What to do now: adopt an incident response program that integrates legal, communications, and technical teams. Run quarterly tabletop exercises with realistic scenarios. Maintain tamper-evident evidence collection procedures and an independent forensic relationship pre-negotiated and budgeted. Ensure public statements are coordinated and reviewed by legal counsel so they do not inadvertently create securities, consumer protection, or false-statement exposures.

Quick operational checklist for Q4 planning

  • Inventory and map all sensitive data and vendor touchpoints, prioritize remediation by impact.
  • Enforce MFA, endpoint protection, and network segmentation for systems with PHI or CUI.
  • Require evidence-backed attestations from contractors and vendors; preserve artifact packages for any external filings.
  • Shift detection from signature-based to behavior and context-based detections to blunt AI-enabled social engineering.
  • Update IRP to include communications templates vetted by counsel, and run tabletop exercises that include regulator interactions.

Where Hinckley Allen was right and where to push further

Hinckley Allen correctly names the vectors and the shifting enforcement landscape. Their legal perspective underscores that corporate statements, disclosures, and procurement decisions now carry criminal and civil exposure in ways uncommon a few years ago. The extension I would add is this: translate those legal risks into technical acceptance criteria and procurement controls. Legal teams should not only review contracts, they should require technical evidence of controls before signing and demand continuous proof through SLAs and audit rights.
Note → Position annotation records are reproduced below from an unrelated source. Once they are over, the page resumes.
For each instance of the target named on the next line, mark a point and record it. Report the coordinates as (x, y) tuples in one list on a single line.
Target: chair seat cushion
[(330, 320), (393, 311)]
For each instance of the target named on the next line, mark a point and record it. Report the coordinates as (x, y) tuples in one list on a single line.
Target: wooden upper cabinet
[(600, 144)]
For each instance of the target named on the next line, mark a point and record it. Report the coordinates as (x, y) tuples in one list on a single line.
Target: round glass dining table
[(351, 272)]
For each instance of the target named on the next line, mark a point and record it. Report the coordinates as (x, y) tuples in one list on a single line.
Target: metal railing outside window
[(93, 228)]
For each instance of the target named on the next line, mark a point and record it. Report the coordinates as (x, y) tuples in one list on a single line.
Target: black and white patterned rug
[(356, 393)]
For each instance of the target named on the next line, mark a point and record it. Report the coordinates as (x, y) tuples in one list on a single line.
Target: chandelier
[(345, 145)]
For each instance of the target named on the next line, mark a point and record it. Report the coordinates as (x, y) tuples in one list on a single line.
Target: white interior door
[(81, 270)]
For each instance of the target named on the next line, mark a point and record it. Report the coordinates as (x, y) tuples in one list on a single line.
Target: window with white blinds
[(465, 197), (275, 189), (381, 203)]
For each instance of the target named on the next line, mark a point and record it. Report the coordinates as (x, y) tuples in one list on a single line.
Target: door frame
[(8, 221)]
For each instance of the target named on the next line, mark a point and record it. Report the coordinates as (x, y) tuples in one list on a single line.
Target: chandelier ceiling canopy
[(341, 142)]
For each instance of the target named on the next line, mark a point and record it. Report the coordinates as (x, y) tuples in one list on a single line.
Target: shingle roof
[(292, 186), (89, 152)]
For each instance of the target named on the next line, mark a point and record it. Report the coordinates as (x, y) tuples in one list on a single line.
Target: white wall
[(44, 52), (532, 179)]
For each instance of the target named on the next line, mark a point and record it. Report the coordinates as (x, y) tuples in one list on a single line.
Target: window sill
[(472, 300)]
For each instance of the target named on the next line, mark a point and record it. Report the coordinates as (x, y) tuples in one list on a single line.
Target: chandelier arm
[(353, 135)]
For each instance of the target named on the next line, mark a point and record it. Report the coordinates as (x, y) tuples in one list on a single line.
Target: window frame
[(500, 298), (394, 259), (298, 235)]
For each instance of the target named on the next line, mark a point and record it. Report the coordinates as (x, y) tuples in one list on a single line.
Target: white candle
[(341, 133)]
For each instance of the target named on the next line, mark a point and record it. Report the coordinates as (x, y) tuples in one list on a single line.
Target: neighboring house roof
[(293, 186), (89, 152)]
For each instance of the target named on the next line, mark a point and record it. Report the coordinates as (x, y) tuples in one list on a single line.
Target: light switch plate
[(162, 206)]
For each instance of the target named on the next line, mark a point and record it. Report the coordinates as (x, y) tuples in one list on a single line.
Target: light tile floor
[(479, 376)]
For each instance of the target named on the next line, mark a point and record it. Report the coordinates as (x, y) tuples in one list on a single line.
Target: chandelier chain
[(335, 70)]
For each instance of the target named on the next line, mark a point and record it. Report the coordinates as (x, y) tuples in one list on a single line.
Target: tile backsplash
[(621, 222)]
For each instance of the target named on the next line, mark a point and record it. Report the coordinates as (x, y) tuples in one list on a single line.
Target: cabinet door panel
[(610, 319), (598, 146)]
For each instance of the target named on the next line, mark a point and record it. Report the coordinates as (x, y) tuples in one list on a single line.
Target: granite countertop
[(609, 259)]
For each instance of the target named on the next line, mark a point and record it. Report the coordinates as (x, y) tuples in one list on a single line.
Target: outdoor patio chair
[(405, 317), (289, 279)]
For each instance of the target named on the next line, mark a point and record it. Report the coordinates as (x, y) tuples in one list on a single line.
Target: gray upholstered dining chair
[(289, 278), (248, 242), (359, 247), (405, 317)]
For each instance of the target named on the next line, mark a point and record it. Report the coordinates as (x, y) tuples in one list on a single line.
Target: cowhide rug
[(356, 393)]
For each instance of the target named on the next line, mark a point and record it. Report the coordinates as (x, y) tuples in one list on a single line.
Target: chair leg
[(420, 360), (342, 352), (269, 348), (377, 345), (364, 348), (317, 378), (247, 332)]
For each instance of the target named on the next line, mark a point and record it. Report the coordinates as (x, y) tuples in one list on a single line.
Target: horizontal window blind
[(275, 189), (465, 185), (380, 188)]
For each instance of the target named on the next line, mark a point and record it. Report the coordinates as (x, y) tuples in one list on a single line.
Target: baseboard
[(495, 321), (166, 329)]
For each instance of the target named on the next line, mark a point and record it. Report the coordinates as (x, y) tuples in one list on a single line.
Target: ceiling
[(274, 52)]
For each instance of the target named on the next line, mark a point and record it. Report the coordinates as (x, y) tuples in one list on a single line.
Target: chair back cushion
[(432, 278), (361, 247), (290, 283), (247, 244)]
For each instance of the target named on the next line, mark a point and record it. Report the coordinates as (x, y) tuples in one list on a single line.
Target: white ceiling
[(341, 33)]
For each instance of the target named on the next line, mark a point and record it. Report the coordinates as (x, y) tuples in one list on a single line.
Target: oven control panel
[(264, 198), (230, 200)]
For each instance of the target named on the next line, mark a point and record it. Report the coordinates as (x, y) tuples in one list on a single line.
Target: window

Security teams must present clean, prioritized inventories and remediation roadmaps to the board with dollared risk reduction so investments are not deferred.

Final thought

Treat 2024’s lessons as requirements, not background color. The combination of larger, more damaging intrusions, AI-driven escalation of fraud, and an enforcement regime that can reach public institutions and contract holders makes preparedness a compliance imperative and a patient safety issue for healthcare operators. If you need one place to start this week, begin with three items: 1) ePHI inventory and data maps, 2) mandatory MFA and segmentation for critical systems, and 3) an evidence-backed attestation process for any government-facing certifications or supplier statements. Those steps will materially lower your regulatory, operational, and legal tail risk.